Wenn ich dem Zertifikatsschutz nicht traue, darf man nach Draussen schlicht nicht mehr elektronisch kommunizieren, d.h. kein WLAN, keine verschlüsselten/ signierten Mails, kein VPN ... . Alles kann mitgeschnitten und mit Sicherheit in X-Jahren aufgemacht und gegen dich werden. (Das X ist vermutlich nicht besonders groß).
Oben war das Thema Zertifikate mal in einem anderen Kontext angesprochen (sowas wie SAS 70 oder ISO 900x), oder habe ich da etwas falsch verstanden?
Lt. Verschwörungstheoretikern brauchen Geheimdienste die X-Jahre dafür nicht mal abzuwarten.

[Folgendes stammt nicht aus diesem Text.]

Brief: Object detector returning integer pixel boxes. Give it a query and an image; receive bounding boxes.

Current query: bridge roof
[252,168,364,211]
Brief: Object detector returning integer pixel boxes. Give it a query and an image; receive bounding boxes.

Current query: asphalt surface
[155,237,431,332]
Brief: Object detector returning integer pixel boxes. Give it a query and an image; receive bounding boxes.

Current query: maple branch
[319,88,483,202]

Dank der großen Clouds zählt das leider nicht nur für Geheimdienste. Auf der letzten Blackhat war ein Vortrag zu sehen bei dem ein junger Mann (ich schätze mal 18 oder 19) aus deutschland die Amazon Cloud dazu verwendet hat an sich sichere Schlüssel zu knacken und dass für ein paar Euro gemieteter Rechenpower...
Ich war schon in Firmen bzw. Abteilungen, da geht keine einzige Datenleitung aus den Mauern raus, jeder Winkel im Gebäude wird von Kameras übewacht, seine Hände muss man immer sichtbar halten...
blub
Off-Topic: Hast du beim betreten meiner Wohnung ncith auch unterschrieben, dass du keinem davon erzählst?
Ich war schon in Firmen bzw. Abteilungen, da geht keine einzige Datenleitung aus den Mauern raus, jeder Winkel im Gebäude wird von Kameras übewacht, seine Hände muss man immer sichtbar halten...
Ich hoffe du wurdest vorzeitig wegen guter Führung wieder frei gelassen...
Ich hoffe du wurdest vorzeitig wegen guter Führung wieder frei gelassen...
Die wollten mich nicht mehr, ich war einfach zu überqualifiziert
Ernsthaft: meines Wissens gelten 2048-er Schlüssel auch beim Einsatz von Cloudpower noch als sicher. Die Info ist aber auch schon wieder 6 Monate alt . Welche Schlüssellänge hatte die Amazon Cloud?